Could we perhaps then generalize the feature in a different way? Perhaps instead of constants we should detect any time that the compiler can reasonably know that any dereference is probably a null dereference. Solving the problem perfectly is, again, equivalent to solving the Halting Problem, which we know is impossible, but we can use some clever heuristics to do a good job.

In fact the C# compiler already has some of those heuristics; it uses them in its nullable arithmetic optimizer. If we can statically know that a nullable expression is always null or never null then we can do a better job of codegen. (And how we do so would be a great future blog topic.) However, the existing heuristics are extremely "local"; they do not, for example, notice that a local variable was assigned null and then later used before it was reassigned. So again, the scope of this warning would be very small, probably too small.

To do a good job of the proposed more general feature, we'd want to modify the existing flow analyzer that determines if a local variable is definitely assigned before it is used, with one that also can tell you whether the value assigned was non-null before a dereference. That's a much more expensive feature; the benefits are higher, but so are the costs.

What it really comes down to me for this feature is that last item on my list. Yes, it is always better to catch a bug at compile time, but that said, null dereference bugs that the compiler could have told you about with certainty are the easiest ones to catch at runtime because they always happen the moment you test the code. So that's some points against the feature.

So basically the feature request here is to write a somewhat expensive detector that detects at compile time a somewhat unlikely condition that will always be immediately found the first time the code is run anyways. It is therefore not a great candidate for spending budget on to implement it; thus the feature has never been implemented.
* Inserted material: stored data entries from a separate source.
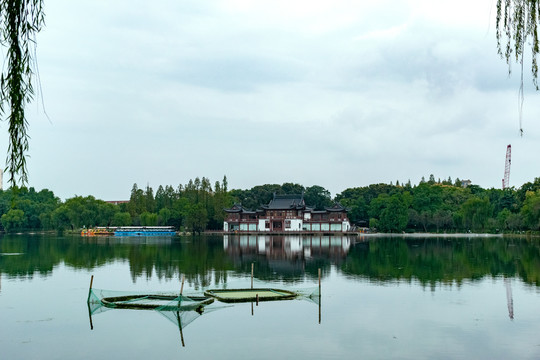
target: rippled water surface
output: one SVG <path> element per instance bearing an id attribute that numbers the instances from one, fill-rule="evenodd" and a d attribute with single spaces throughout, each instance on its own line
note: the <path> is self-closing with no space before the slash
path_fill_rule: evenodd
<path id="1" fill-rule="evenodd" d="M 98 309 L 93 287 L 321 296 L 199 313 Z M 320 299 L 320 300 L 319 300 Z M 2 359 L 539 359 L 540 244 L 501 237 L 0 238 Z"/>

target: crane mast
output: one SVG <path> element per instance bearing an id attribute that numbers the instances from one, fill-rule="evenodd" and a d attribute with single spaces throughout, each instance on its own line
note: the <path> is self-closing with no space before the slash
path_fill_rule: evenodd
<path id="1" fill-rule="evenodd" d="M 512 297 L 512 285 L 509 278 L 504 278 L 504 286 L 506 287 L 506 305 L 508 306 L 508 317 L 514 320 L 514 299 Z"/>
<path id="2" fill-rule="evenodd" d="M 503 190 L 509 187 L 510 183 L 510 163 L 512 162 L 512 145 L 506 147 L 506 160 L 504 162 L 504 177 L 502 179 Z"/>

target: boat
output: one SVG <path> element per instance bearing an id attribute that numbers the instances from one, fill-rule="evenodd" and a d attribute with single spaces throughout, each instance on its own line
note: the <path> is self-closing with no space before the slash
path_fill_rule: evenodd
<path id="1" fill-rule="evenodd" d="M 204 292 L 204 295 L 211 296 L 224 303 L 292 300 L 299 296 L 294 291 L 273 288 L 209 289 Z"/>
<path id="2" fill-rule="evenodd" d="M 114 236 L 174 236 L 174 226 L 120 226 Z"/>
<path id="3" fill-rule="evenodd" d="M 111 235 L 114 235 L 114 229 L 98 226 L 92 229 L 82 229 L 81 235 L 82 236 L 111 236 Z"/>

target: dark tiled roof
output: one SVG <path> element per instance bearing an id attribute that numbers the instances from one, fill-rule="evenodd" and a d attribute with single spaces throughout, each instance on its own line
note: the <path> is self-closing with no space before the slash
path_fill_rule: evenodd
<path id="1" fill-rule="evenodd" d="M 288 209 L 303 209 L 306 207 L 304 202 L 304 194 L 302 195 L 276 195 L 268 203 L 263 205 L 263 209 L 268 210 L 288 210 Z"/>
<path id="2" fill-rule="evenodd" d="M 341 204 L 335 203 L 332 207 L 325 207 L 325 210 L 328 212 L 343 212 L 347 211 L 347 209 L 342 206 Z"/>
<path id="3" fill-rule="evenodd" d="M 230 209 L 223 209 L 225 212 L 228 212 L 228 213 L 253 213 L 255 214 L 255 211 L 251 211 L 249 209 L 246 209 L 245 207 L 243 207 L 241 204 L 234 204 L 232 208 Z"/>

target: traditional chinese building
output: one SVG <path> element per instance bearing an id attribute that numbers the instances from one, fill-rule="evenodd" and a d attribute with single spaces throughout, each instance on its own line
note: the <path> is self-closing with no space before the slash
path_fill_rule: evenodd
<path id="1" fill-rule="evenodd" d="M 224 209 L 225 232 L 348 232 L 347 209 L 340 204 L 324 210 L 306 206 L 304 195 L 276 195 L 255 211 L 235 204 Z"/>

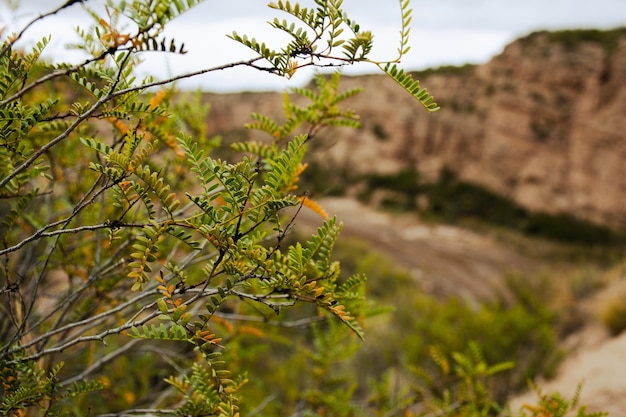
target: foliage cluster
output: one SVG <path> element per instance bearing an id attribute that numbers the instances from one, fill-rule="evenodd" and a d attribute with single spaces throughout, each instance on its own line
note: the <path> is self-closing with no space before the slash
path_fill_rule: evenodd
<path id="1" fill-rule="evenodd" d="M 460 180 L 450 169 L 442 170 L 434 182 L 421 180 L 415 170 L 390 175 L 370 174 L 353 181 L 366 184 L 360 194 L 363 201 L 369 201 L 376 189 L 395 192 L 396 197 L 383 205 L 403 211 L 415 210 L 417 199 L 423 196 L 427 204 L 419 207 L 422 214 L 445 222 L 476 219 L 530 236 L 568 243 L 623 246 L 626 242 L 626 236 L 615 230 L 565 213 L 527 210 L 509 198 Z"/>
<path id="2" fill-rule="evenodd" d="M 412 74 L 419 79 L 425 79 L 431 75 L 458 75 L 465 76 L 474 73 L 476 64 L 463 64 L 463 65 L 442 65 L 434 68 L 427 68 L 420 71 L 415 71 Z"/>
<path id="3" fill-rule="evenodd" d="M 406 169 L 394 174 L 367 174 L 363 181 L 366 186 L 359 193 L 359 199 L 368 201 L 376 190 L 392 191 L 394 197 L 381 201 L 383 208 L 396 208 L 401 211 L 417 209 L 417 196 L 423 191 L 419 182 L 419 173 L 415 169 Z"/>
<path id="4" fill-rule="evenodd" d="M 312 160 L 300 178 L 302 187 L 311 195 L 344 196 L 350 185 L 351 173 L 347 167 L 330 171 L 320 162 Z"/>
<path id="5" fill-rule="evenodd" d="M 363 371 L 359 380 L 393 367 L 427 367 L 433 346 L 447 355 L 470 354 L 467 341 L 473 340 L 487 363 L 516 362 L 513 371 L 492 378 L 491 394 L 502 401 L 529 379 L 550 376 L 561 357 L 558 317 L 542 297 L 548 292 L 539 291 L 527 277 L 507 280 L 509 299 L 514 302 L 502 298 L 475 305 L 423 292 L 408 272 L 364 244 L 344 239 L 335 253 L 347 273 L 367 273 L 368 298 L 394 307 L 368 325 L 370 338 L 356 353 L 355 363 L 369 363 L 371 369 L 368 375 Z M 386 343 L 381 346 L 370 339 Z"/>
<path id="6" fill-rule="evenodd" d="M 610 53 L 615 50 L 619 39 L 624 35 L 626 35 L 626 28 L 624 27 L 611 30 L 575 29 L 533 32 L 522 40 L 533 42 L 537 37 L 547 36 L 551 42 L 562 44 L 568 49 L 574 49 L 584 42 L 591 42 L 599 44 Z"/>
<path id="7" fill-rule="evenodd" d="M 454 415 L 458 408 L 467 415 L 493 415 L 529 380 L 549 377 L 561 358 L 558 337 L 562 317 L 550 306 L 556 289 L 545 287 L 551 285 L 549 280 L 534 282 L 526 276 L 511 276 L 510 296 L 516 302 L 471 306 L 458 298 L 442 301 L 423 293 L 414 277 L 362 241 L 341 239 L 334 254 L 342 273 L 367 272 L 367 298 L 384 314 L 366 321 L 368 337 L 364 342 L 326 324 L 323 332 L 292 329 L 270 336 L 266 331 L 266 343 L 246 349 L 242 360 L 247 363 L 251 381 L 261 380 L 254 377 L 257 374 L 269 381 L 248 391 L 255 398 L 253 403 L 264 404 L 268 415 L 281 407 L 306 405 L 343 415 L 338 404 L 350 404 L 356 415 Z M 468 341 L 472 341 L 471 347 Z M 297 351 L 287 348 L 290 343 L 298 346 Z M 267 350 L 274 355 L 264 356 L 263 361 L 255 358 L 254 351 L 263 355 Z M 464 369 L 453 365 L 457 360 L 464 363 L 467 379 L 455 373 Z M 448 365 L 441 369 L 446 361 Z M 499 365 L 492 368 L 488 364 Z M 269 370 L 273 370 L 270 376 Z M 479 385 L 477 390 L 483 394 L 463 397 L 470 382 Z M 298 395 L 303 392 L 304 396 Z M 540 415 L 537 410 L 550 407 L 554 398 L 565 401 L 558 395 L 546 395 L 540 400 L 543 405 L 528 405 L 525 415 Z M 479 405 L 485 414 L 476 411 Z M 566 408 L 563 406 L 561 413 Z M 528 414 L 531 410 L 537 414 Z"/>
<path id="8" fill-rule="evenodd" d="M 234 144 L 227 161 L 212 157 L 220 142 L 205 133 L 199 98 L 173 100 L 163 87 L 234 66 L 290 77 L 365 62 L 437 110 L 397 66 L 409 49 L 409 1 L 399 2 L 391 61 L 369 58 L 372 34 L 341 0 L 280 0 L 269 6 L 289 20 L 270 25 L 290 39 L 284 47 L 233 32 L 256 57 L 166 80 L 137 79 L 136 64 L 145 53 L 184 54 L 164 30 L 199 1 L 107 1 L 106 14 L 91 11 L 92 26 L 77 29 L 75 46 L 89 55 L 78 64 L 42 62 L 48 37 L 19 48 L 32 25 L 80 3 L 39 15 L 0 46 L 0 414 L 238 417 L 292 406 L 355 415 L 357 387 L 346 389 L 337 364 L 381 309 L 365 299 L 365 277 L 342 275 L 332 256 L 341 224 L 298 187 L 316 133 L 358 126 L 341 107 L 356 91 L 318 76 L 317 91 L 296 90 L 309 105 L 285 96 L 285 124 L 253 114 L 248 128 L 269 140 Z M 325 220 L 290 240 L 304 209 Z M 281 350 L 288 360 L 276 363 Z M 508 365 L 487 365 L 478 348 L 452 358 L 459 366 L 442 369 L 458 389 L 432 403 L 445 411 L 458 394 L 454 410 L 492 414 L 479 380 Z M 273 403 L 249 389 L 263 385 L 287 389 Z"/>
<path id="9" fill-rule="evenodd" d="M 338 73 L 319 76 L 317 93 L 297 91 L 309 106 L 286 96 L 286 124 L 253 114 L 248 128 L 270 141 L 236 144 L 225 161 L 211 156 L 219 140 L 206 137 L 199 99 L 173 101 L 159 87 L 233 66 L 291 76 L 368 62 L 434 111 L 396 66 L 409 48 L 409 2 L 399 4 L 393 61 L 369 59 L 372 35 L 341 1 L 279 1 L 269 6 L 293 19 L 270 23 L 291 38 L 284 48 L 233 33 L 259 56 L 166 80 L 137 79 L 135 66 L 142 54 L 186 53 L 164 28 L 198 1 L 108 1 L 77 29 L 75 47 L 89 55 L 78 64 L 43 62 L 49 37 L 19 48 L 29 27 L 78 3 L 36 17 L 0 49 L 0 411 L 236 416 L 248 379 L 231 374 L 222 350 L 239 334 L 259 337 L 255 323 L 334 317 L 363 336 L 365 278 L 338 280 L 330 257 L 341 225 L 328 218 L 284 243 L 303 206 L 326 217 L 296 191 L 299 175 L 317 131 L 358 125 L 340 107 L 356 91 L 340 92 Z M 306 134 L 295 133 L 301 125 Z"/>
<path id="10" fill-rule="evenodd" d="M 626 330 L 626 305 L 624 295 L 626 291 L 620 289 L 610 297 L 600 311 L 600 319 L 613 335 Z"/>
<path id="11" fill-rule="evenodd" d="M 483 187 L 459 180 L 454 172 L 443 170 L 427 191 L 430 210 L 446 220 L 474 217 L 523 233 L 561 242 L 584 244 L 623 244 L 619 233 L 565 213 L 526 210 L 510 199 Z"/>
<path id="12" fill-rule="evenodd" d="M 303 173 L 302 183 L 313 194 L 345 195 L 351 188 L 361 191 L 358 198 L 370 202 L 376 191 L 384 191 L 379 202 L 383 209 L 419 211 L 444 222 L 478 220 L 529 236 L 556 242 L 623 247 L 626 236 L 619 231 L 565 213 L 535 212 L 480 185 L 465 182 L 450 169 L 441 171 L 436 181 L 425 181 L 415 169 L 392 174 L 355 176 L 329 170 L 315 161 Z M 418 204 L 423 198 L 425 204 Z"/>

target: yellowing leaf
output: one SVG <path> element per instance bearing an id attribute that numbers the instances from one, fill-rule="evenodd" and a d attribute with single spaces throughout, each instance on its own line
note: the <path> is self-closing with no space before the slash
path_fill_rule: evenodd
<path id="1" fill-rule="evenodd" d="M 319 214 L 322 219 L 326 220 L 328 219 L 328 213 L 326 213 L 326 210 L 324 210 L 322 208 L 322 206 L 320 206 L 316 201 L 311 200 L 310 198 L 308 198 L 307 196 L 303 195 L 298 197 L 298 200 L 302 201 L 302 204 L 313 210 L 315 213 Z"/>
<path id="2" fill-rule="evenodd" d="M 239 328 L 239 334 L 249 334 L 256 337 L 263 337 L 265 335 L 261 329 L 252 326 L 241 326 Z"/>
<path id="3" fill-rule="evenodd" d="M 165 98 L 165 94 L 166 91 L 165 90 L 161 90 L 158 91 L 155 95 L 153 95 L 152 97 L 150 97 L 150 110 L 154 109 L 156 106 L 158 106 L 159 104 L 161 104 L 161 102 L 163 101 L 163 99 Z"/>

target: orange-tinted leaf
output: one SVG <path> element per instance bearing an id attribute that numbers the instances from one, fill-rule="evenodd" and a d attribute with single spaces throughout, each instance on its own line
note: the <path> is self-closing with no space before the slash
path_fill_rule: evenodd
<path id="1" fill-rule="evenodd" d="M 315 213 L 319 214 L 323 219 L 328 218 L 328 213 L 326 213 L 326 210 L 324 210 L 322 206 L 320 206 L 316 201 L 311 200 L 305 195 L 298 197 L 298 200 L 302 201 L 302 204 L 305 207 L 313 210 Z"/>

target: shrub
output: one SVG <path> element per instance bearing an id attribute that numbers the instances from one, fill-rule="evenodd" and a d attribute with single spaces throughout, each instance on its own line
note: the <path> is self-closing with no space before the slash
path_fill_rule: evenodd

It's a lovely feature and I'd be happy to have it in the compiler, but it's just not big enough bang for the design, development and testing buck, and we have many higher priorities.

Now, you might note that tools like the Code Contracts feature that shipped with version 4, or Resharper, or other similar tools, all have various abilities to statically detect possible or guaranteed null dereferences. Which proves that it is possible to do a good job of this feature, and that's good to know. But that is also points against doing the warning in the compiler. As I point out on my list, if an existing analysis tool does a good job, then why replicate that work in the compiler? The compiler does not aim to be the be-all and end-all of code analysis; in fact, we are building Roslyn precisely to make it easier for third parties to develop such analysis tools. We can't possibly do every great code analysis feature, but we can make it easier for you to do so!